Re: [PATCH] wifi: rtw88: increase TX report timeout to fix race condition
From: Luka Gejak
Date: Fri May 01 2026 - 16:47:23 EST
On May 1, 2026 9:26:30 PM GMT+02:00, Bitterblue Smith <rtl8821cerfe2@xxxxxxxxx> wrote:
>On 01/05/2026 18:04, luka.gejak@xxxxxxxxx wrote:
>> From: Luka Gejak <luka.gejak@xxxxxxxxx>
>>
>> The driver expects the firmware to report TX status within 500ms.

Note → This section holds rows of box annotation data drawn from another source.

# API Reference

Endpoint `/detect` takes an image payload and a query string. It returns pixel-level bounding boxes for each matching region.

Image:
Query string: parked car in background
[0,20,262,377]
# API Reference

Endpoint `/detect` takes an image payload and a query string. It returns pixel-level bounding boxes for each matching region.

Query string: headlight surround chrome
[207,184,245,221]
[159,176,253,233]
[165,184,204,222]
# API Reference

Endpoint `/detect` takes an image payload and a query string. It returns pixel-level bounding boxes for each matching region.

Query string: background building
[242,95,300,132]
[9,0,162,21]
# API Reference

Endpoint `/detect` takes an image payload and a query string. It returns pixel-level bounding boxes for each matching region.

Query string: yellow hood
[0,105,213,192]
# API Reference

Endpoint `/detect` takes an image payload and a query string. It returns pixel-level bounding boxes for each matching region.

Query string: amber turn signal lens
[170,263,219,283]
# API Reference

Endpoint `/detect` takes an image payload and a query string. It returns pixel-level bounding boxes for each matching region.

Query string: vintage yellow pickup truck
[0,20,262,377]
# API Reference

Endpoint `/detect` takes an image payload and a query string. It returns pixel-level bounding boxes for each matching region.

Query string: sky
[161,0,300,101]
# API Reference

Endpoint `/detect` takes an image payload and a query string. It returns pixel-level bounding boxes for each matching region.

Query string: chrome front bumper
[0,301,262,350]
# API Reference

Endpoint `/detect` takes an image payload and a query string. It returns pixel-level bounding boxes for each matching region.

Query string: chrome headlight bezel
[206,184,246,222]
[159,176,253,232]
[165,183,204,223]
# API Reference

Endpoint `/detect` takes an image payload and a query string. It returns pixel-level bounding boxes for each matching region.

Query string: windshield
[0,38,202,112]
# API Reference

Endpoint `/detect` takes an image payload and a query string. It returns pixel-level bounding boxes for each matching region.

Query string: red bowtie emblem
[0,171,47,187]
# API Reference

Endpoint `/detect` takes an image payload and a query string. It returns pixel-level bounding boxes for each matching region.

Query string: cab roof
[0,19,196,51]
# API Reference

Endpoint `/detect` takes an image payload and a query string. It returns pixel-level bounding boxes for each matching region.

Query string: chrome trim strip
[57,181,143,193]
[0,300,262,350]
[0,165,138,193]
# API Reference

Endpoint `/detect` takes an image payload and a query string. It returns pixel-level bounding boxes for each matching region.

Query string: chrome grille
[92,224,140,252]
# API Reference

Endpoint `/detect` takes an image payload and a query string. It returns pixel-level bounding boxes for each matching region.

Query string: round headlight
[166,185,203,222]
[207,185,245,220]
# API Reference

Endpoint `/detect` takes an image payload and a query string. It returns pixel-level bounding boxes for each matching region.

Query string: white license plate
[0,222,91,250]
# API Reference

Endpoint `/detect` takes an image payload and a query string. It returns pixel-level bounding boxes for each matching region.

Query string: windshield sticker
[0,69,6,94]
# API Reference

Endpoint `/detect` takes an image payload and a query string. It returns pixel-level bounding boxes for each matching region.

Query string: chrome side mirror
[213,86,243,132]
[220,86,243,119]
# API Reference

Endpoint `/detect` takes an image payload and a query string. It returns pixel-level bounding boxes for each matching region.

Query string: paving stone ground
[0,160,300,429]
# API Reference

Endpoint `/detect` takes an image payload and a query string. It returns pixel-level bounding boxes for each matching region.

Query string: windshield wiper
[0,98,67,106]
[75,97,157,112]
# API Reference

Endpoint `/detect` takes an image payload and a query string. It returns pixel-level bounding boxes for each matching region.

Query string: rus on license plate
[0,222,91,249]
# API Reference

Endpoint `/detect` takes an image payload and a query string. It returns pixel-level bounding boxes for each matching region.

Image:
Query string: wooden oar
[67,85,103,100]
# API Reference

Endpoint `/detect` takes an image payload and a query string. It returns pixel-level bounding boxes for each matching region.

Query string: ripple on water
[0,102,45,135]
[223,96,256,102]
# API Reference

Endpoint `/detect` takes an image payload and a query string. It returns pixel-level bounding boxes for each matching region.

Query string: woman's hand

>> However, a race condition exists when the hardware is under heavy TX
>> load and is simultaneously interrupted by background scans or
>> power-saving state transitions. During these events, the firmware may
>> go off-channel for longer than 500ms, delaying the TX reports.
>>
Hi Bitterblue,
thanks for the review.
>
>But power saving state transitions should not happen during heavy TX load.
>
You are absolutely right that power save transitions don't happen
during heavy TX. The issue is strictly tied to off-channel dwell time.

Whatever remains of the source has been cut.